Learning Model Theory

I really like Introduction to Model Theory by David Marker. It starts from scratch and has a lot of algebraic examples.

For a free alternative, Peter L. Clark has posted his notes Introduction to Model Theory on his website. He says no prior knowledge of logic is assumed and the applications are primarily in the areas of Algebra, Algebraic Geometry and Number Theory.

You could give Bruno Poizat's A Course in Model Theory a try.

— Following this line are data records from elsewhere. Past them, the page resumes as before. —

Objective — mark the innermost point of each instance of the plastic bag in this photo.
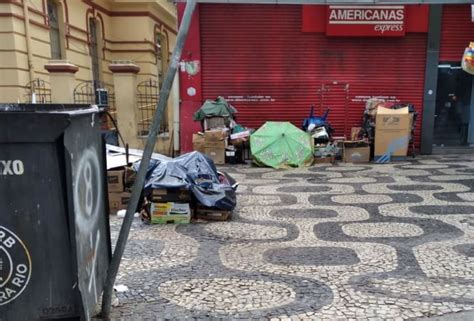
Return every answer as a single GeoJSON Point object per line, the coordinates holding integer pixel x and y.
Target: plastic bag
{"type": "Point", "coordinates": [197, 173]}
{"type": "Point", "coordinates": [467, 63]}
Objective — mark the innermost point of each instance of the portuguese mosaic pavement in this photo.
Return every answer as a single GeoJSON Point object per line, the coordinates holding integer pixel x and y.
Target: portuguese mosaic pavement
{"type": "Point", "coordinates": [345, 242]}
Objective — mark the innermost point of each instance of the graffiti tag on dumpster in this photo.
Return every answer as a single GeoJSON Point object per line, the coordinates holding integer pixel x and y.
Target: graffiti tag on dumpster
{"type": "Point", "coordinates": [15, 266]}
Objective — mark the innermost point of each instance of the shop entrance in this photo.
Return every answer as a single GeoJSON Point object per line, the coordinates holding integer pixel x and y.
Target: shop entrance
{"type": "Point", "coordinates": [453, 99]}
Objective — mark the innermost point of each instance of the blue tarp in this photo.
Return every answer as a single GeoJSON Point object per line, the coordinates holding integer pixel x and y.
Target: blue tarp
{"type": "Point", "coordinates": [197, 173]}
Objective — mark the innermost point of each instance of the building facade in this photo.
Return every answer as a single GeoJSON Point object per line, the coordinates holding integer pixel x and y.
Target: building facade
{"type": "Point", "coordinates": [62, 51]}
{"type": "Point", "coordinates": [274, 61]}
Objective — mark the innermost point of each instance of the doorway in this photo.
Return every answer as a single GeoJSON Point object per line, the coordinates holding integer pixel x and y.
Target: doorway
{"type": "Point", "coordinates": [453, 104]}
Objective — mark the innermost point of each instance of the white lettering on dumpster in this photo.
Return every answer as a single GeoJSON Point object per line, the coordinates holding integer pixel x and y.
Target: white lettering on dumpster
{"type": "Point", "coordinates": [12, 167]}
{"type": "Point", "coordinates": [15, 266]}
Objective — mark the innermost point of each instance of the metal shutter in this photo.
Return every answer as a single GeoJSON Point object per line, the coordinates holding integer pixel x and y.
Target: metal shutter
{"type": "Point", "coordinates": [260, 53]}
{"type": "Point", "coordinates": [457, 30]}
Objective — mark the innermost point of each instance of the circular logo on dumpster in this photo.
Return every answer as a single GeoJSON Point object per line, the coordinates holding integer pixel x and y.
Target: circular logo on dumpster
{"type": "Point", "coordinates": [87, 190]}
{"type": "Point", "coordinates": [15, 266]}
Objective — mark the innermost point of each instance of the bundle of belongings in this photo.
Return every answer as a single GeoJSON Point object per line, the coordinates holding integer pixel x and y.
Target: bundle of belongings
{"type": "Point", "coordinates": [318, 127]}
{"type": "Point", "coordinates": [221, 138]}
{"type": "Point", "coordinates": [186, 187]}
{"type": "Point", "coordinates": [321, 131]}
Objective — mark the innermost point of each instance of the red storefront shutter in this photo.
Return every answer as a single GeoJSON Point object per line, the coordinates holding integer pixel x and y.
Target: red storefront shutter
{"type": "Point", "coordinates": [457, 30]}
{"type": "Point", "coordinates": [258, 57]}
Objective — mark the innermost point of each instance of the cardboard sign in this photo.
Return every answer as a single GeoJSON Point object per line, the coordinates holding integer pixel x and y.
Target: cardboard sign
{"type": "Point", "coordinates": [371, 21]}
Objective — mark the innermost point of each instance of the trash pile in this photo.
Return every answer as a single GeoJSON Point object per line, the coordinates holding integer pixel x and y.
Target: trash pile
{"type": "Point", "coordinates": [221, 138]}
{"type": "Point", "coordinates": [385, 134]}
{"type": "Point", "coordinates": [176, 191]}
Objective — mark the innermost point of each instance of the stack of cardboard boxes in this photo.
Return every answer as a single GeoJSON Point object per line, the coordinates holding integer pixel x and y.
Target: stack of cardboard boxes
{"type": "Point", "coordinates": [119, 183]}
{"type": "Point", "coordinates": [177, 206]}
{"type": "Point", "coordinates": [213, 143]}
{"type": "Point", "coordinates": [357, 149]}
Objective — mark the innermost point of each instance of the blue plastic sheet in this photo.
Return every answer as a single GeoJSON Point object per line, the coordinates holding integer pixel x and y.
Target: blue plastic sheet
{"type": "Point", "coordinates": [197, 173]}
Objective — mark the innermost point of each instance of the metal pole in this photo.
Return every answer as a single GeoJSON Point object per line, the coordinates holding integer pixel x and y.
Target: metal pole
{"type": "Point", "coordinates": [150, 144]}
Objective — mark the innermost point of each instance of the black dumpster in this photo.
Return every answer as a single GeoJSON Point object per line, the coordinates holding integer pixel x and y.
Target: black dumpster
{"type": "Point", "coordinates": [54, 232]}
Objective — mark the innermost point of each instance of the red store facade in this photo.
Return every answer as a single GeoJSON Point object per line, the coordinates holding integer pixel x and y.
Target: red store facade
{"type": "Point", "coordinates": [272, 62]}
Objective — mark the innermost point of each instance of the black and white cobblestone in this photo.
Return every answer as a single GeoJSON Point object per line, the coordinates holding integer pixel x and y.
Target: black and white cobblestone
{"type": "Point", "coordinates": [347, 242]}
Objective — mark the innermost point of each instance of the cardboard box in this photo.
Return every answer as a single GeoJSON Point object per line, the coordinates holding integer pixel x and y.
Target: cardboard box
{"type": "Point", "coordinates": [165, 195]}
{"type": "Point", "coordinates": [198, 143]}
{"type": "Point", "coordinates": [392, 131]}
{"type": "Point", "coordinates": [115, 181]}
{"type": "Point", "coordinates": [214, 122]}
{"type": "Point", "coordinates": [118, 201]}
{"type": "Point", "coordinates": [217, 154]}
{"type": "Point", "coordinates": [356, 152]}
{"type": "Point", "coordinates": [212, 214]}
{"type": "Point", "coordinates": [170, 213]}
{"type": "Point", "coordinates": [240, 135]}
{"type": "Point", "coordinates": [355, 133]}
{"type": "Point", "coordinates": [215, 136]}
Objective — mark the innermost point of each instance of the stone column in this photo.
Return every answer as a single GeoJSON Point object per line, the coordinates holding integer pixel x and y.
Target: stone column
{"type": "Point", "coordinates": [125, 86]}
{"type": "Point", "coordinates": [63, 81]}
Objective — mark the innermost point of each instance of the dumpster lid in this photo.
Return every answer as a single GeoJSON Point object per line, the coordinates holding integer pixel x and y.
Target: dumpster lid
{"type": "Point", "coordinates": [71, 109]}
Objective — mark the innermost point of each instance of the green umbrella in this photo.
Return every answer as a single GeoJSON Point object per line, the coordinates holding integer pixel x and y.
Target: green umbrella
{"type": "Point", "coordinates": [281, 145]}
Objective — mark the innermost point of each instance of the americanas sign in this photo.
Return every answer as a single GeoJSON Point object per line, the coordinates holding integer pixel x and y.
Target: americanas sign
{"type": "Point", "coordinates": [366, 21]}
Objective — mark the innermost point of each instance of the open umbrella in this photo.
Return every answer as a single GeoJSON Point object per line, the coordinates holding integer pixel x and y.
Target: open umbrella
{"type": "Point", "coordinates": [281, 145]}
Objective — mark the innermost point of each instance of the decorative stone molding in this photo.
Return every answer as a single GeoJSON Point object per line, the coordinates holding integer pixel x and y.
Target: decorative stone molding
{"type": "Point", "coordinates": [124, 67]}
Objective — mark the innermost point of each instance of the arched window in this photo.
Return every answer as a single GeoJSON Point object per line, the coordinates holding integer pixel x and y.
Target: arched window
{"type": "Point", "coordinates": [55, 29]}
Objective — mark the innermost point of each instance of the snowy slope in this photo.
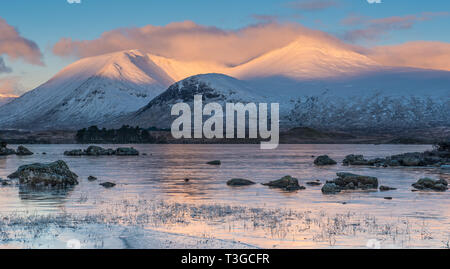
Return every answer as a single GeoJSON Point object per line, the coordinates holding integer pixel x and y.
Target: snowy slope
{"type": "Point", "coordinates": [306, 58]}
{"type": "Point", "coordinates": [5, 99]}
{"type": "Point", "coordinates": [214, 88]}
{"type": "Point", "coordinates": [96, 89]}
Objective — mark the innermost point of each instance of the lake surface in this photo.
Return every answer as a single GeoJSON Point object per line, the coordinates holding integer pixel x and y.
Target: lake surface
{"type": "Point", "coordinates": [410, 219]}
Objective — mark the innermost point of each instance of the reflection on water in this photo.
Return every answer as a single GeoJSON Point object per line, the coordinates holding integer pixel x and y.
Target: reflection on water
{"type": "Point", "coordinates": [159, 176]}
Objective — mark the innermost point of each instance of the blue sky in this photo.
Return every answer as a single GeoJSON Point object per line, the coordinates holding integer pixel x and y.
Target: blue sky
{"type": "Point", "coordinates": [47, 21]}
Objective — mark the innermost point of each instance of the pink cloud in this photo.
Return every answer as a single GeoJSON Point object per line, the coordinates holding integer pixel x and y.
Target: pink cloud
{"type": "Point", "coordinates": [192, 42]}
{"type": "Point", "coordinates": [3, 67]}
{"type": "Point", "coordinates": [375, 28]}
{"type": "Point", "coordinates": [16, 47]}
{"type": "Point", "coordinates": [313, 5]}
{"type": "Point", "coordinates": [418, 54]}
{"type": "Point", "coordinates": [10, 87]}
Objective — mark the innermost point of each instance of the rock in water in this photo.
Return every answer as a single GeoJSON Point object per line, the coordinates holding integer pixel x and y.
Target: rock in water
{"type": "Point", "coordinates": [355, 160]}
{"type": "Point", "coordinates": [330, 188]}
{"type": "Point", "coordinates": [4, 151]}
{"type": "Point", "coordinates": [52, 174]}
{"type": "Point", "coordinates": [287, 183]}
{"type": "Point", "coordinates": [98, 151]}
{"type": "Point", "coordinates": [126, 152]}
{"type": "Point", "coordinates": [239, 182]}
{"type": "Point", "coordinates": [349, 181]}
{"type": "Point", "coordinates": [431, 184]}
{"type": "Point", "coordinates": [75, 152]}
{"type": "Point", "coordinates": [23, 151]}
{"type": "Point", "coordinates": [314, 183]}
{"type": "Point", "coordinates": [324, 160]}
{"type": "Point", "coordinates": [386, 188]}
{"type": "Point", "coordinates": [108, 184]}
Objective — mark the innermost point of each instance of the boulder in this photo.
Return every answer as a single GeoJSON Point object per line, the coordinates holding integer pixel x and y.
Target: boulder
{"type": "Point", "coordinates": [287, 183]}
{"type": "Point", "coordinates": [330, 188]}
{"type": "Point", "coordinates": [75, 152]}
{"type": "Point", "coordinates": [23, 151]}
{"type": "Point", "coordinates": [386, 188]}
{"type": "Point", "coordinates": [4, 151]}
{"type": "Point", "coordinates": [98, 151]}
{"type": "Point", "coordinates": [52, 174]}
{"type": "Point", "coordinates": [324, 160]}
{"type": "Point", "coordinates": [314, 183]}
{"type": "Point", "coordinates": [355, 160]}
{"type": "Point", "coordinates": [4, 182]}
{"type": "Point", "coordinates": [126, 152]}
{"type": "Point", "coordinates": [358, 180]}
{"type": "Point", "coordinates": [431, 184]}
{"type": "Point", "coordinates": [349, 181]}
{"type": "Point", "coordinates": [239, 182]}
{"type": "Point", "coordinates": [108, 184]}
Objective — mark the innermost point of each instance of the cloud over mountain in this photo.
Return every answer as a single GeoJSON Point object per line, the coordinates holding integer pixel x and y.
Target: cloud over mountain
{"type": "Point", "coordinates": [15, 46]}
{"type": "Point", "coordinates": [189, 41]}
{"type": "Point", "coordinates": [419, 54]}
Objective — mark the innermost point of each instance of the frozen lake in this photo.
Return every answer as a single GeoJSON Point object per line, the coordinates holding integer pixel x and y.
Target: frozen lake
{"type": "Point", "coordinates": [151, 194]}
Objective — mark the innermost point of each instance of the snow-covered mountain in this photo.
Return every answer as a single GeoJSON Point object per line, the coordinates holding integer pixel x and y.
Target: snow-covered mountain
{"type": "Point", "coordinates": [5, 99]}
{"type": "Point", "coordinates": [304, 59]}
{"type": "Point", "coordinates": [217, 88]}
{"type": "Point", "coordinates": [96, 89]}
{"type": "Point", "coordinates": [320, 84]}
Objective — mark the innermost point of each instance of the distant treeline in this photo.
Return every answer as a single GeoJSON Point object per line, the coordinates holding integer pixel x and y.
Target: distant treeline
{"type": "Point", "coordinates": [123, 135]}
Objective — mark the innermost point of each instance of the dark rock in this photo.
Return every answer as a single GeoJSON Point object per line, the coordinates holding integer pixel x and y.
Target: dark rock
{"type": "Point", "coordinates": [108, 184]}
{"type": "Point", "coordinates": [4, 182]}
{"type": "Point", "coordinates": [239, 182]}
{"type": "Point", "coordinates": [324, 160]}
{"type": "Point", "coordinates": [355, 160]}
{"type": "Point", "coordinates": [386, 188]}
{"type": "Point", "coordinates": [287, 183]}
{"type": "Point", "coordinates": [75, 152]}
{"type": "Point", "coordinates": [349, 181]}
{"type": "Point", "coordinates": [98, 151]}
{"type": "Point", "coordinates": [314, 183]}
{"type": "Point", "coordinates": [330, 188]}
{"type": "Point", "coordinates": [52, 174]}
{"type": "Point", "coordinates": [127, 152]}
{"type": "Point", "coordinates": [358, 180]}
{"type": "Point", "coordinates": [431, 184]}
{"type": "Point", "coordinates": [23, 151]}
{"type": "Point", "coordinates": [4, 151]}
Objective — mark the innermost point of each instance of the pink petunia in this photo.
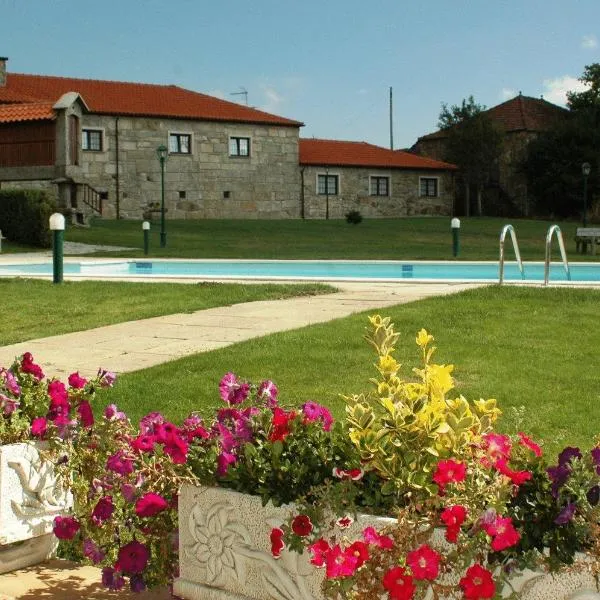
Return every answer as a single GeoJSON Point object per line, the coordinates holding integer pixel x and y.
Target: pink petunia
{"type": "Point", "coordinates": [150, 504]}
{"type": "Point", "coordinates": [76, 381]}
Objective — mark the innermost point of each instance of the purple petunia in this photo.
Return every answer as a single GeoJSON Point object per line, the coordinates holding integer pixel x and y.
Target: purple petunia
{"type": "Point", "coordinates": [566, 514]}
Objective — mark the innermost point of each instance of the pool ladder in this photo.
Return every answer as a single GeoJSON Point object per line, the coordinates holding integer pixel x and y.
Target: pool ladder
{"type": "Point", "coordinates": [553, 230]}
{"type": "Point", "coordinates": [513, 236]}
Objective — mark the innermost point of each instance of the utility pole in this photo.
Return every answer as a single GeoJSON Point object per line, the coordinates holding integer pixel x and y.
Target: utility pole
{"type": "Point", "coordinates": [391, 122]}
{"type": "Point", "coordinates": [243, 92]}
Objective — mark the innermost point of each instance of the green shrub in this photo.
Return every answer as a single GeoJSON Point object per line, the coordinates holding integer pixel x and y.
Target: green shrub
{"type": "Point", "coordinates": [24, 216]}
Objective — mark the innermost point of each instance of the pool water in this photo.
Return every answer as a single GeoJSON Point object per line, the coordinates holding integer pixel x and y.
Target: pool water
{"type": "Point", "coordinates": [310, 270]}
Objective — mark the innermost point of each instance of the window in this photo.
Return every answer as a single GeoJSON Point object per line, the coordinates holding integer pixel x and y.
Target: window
{"type": "Point", "coordinates": [380, 186]}
{"type": "Point", "coordinates": [328, 185]}
{"type": "Point", "coordinates": [91, 139]}
{"type": "Point", "coordinates": [180, 143]}
{"type": "Point", "coordinates": [239, 146]}
{"type": "Point", "coordinates": [428, 186]}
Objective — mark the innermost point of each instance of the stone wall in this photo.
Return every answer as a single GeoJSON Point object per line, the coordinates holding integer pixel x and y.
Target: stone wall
{"type": "Point", "coordinates": [354, 193]}
{"type": "Point", "coordinates": [207, 183]}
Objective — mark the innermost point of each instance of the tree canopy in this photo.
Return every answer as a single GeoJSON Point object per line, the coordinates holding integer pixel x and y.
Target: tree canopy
{"type": "Point", "coordinates": [473, 144]}
{"type": "Point", "coordinates": [553, 166]}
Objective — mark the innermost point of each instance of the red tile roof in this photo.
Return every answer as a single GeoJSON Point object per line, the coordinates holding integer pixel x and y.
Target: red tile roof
{"type": "Point", "coordinates": [360, 154]}
{"type": "Point", "coordinates": [135, 99]}
{"type": "Point", "coordinates": [522, 113]}
{"type": "Point", "coordinates": [42, 111]}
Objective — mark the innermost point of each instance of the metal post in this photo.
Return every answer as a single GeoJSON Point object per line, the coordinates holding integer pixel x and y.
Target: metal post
{"type": "Point", "coordinates": [146, 228]}
{"type": "Point", "coordinates": [455, 225]}
{"type": "Point", "coordinates": [163, 233]}
{"type": "Point", "coordinates": [57, 226]}
{"type": "Point", "coordinates": [585, 200]}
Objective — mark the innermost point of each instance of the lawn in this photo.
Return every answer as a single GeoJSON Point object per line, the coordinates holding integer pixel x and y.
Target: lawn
{"type": "Point", "coordinates": [33, 309]}
{"type": "Point", "coordinates": [410, 238]}
{"type": "Point", "coordinates": [527, 347]}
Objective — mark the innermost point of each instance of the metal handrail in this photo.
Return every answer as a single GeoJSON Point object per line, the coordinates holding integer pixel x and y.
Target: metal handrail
{"type": "Point", "coordinates": [552, 230]}
{"type": "Point", "coordinates": [513, 236]}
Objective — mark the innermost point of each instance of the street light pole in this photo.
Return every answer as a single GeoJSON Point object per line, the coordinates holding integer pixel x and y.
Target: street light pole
{"type": "Point", "coordinates": [585, 170]}
{"type": "Point", "coordinates": [162, 152]}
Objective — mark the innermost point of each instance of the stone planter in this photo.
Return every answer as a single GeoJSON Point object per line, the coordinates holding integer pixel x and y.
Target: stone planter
{"type": "Point", "coordinates": [30, 498]}
{"type": "Point", "coordinates": [224, 553]}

If you are feeling particularly ambitious, perhaps Model Theory and Algebraic Geometry (E. Bouscaren, ed.), which intends to gives an introduction to certain concepts in the interplay of model theory and algebraic geometry, with a view to an exposition of Hrushovski's proof of the geometric Mordell-Lang Conjecture. If nothing else, this work should give an idea of what concepts of model theory have found application in algebraic geometry (at least in the aforementioned proof), which should give you an idea of perhaps what topics to look for in a model theory text.

Besides Marker, for basic model theory I also recommend Barwise's compilation "Handbook of mathematical logic", Chang, Keisler & Troelstra's "Model theory" and Wilfrid Hodges' "Model theory" (he's also written "A shorter model theory", but I haven't seen it.).

However, I've only ever used them as reference, not as an actual textbook, so I can't guarantee their quality as such.